Margaret hurried out and Verily sat back ... to wait for events to unfold.
---oOo---
Monday 2.55 p.m.
After English, 5B had a short break before Geography. Alice took Grace aside in the corner of the classroom. Quite a few girls had left to go to the lavatory or dawdle in the corridor and a quick glance around assured Alice they wouldn't be overheard.
"I told Rachel," she whispered urgently.
"Told her what?" asked Grace.
"About us ... you know ... the crest."
It took a moment to register, then Grace burst out, "You did WHAT?"
Faces turned to look and Alice flinched. She looked around and smiled awkwardly. "Just a joke!" she called. She turned to Grace, whispering. "I had no choice, and nor do we. Bennett's been framed and if..."
"What do you mean 'Bennett's been framed'?"
"Haven't you heard?"
"Heard what?" Grace was becoming flustered, looking around anxiously.

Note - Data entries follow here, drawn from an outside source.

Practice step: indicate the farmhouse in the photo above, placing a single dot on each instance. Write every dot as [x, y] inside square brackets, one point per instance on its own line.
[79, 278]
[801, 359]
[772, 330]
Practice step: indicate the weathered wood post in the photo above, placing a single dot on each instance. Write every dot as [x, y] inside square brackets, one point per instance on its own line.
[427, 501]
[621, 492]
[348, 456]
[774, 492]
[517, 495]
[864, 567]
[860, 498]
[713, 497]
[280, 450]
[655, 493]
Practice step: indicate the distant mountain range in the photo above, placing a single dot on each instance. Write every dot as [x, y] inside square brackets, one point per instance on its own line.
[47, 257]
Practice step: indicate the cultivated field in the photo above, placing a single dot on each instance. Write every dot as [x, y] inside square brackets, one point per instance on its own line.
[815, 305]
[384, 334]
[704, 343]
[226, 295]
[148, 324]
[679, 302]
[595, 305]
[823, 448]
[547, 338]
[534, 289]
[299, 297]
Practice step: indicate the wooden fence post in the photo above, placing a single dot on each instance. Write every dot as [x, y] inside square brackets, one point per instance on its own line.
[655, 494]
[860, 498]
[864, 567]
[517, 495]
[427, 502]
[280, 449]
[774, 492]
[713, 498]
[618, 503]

"They found the paint and brush in her desk. Our paint and brush. And some cigarettes. She already got the cane this morning for having the fags but she's going to get even worse unless we own up. She might even be expelled."
"Oh gosh," said Grace, putting a hand to her mouth.
"Yes, it is 'Oh gosh'," said Alice. "Rachel's offered to say it was her, but we can't let her do that, Grace, we just can't. I've thought about it a lot, and ... I'm going to own up."
Grace stared at her open-mouthed. "But ..." She'd never seen Alice look so serious or so determined. Slowly the awful truth sank in. "But Alice ... if you ... then I..."
"Grace, I won't give you up. I'll say it was just me. I don't mind what you do, but I know what I'm doing."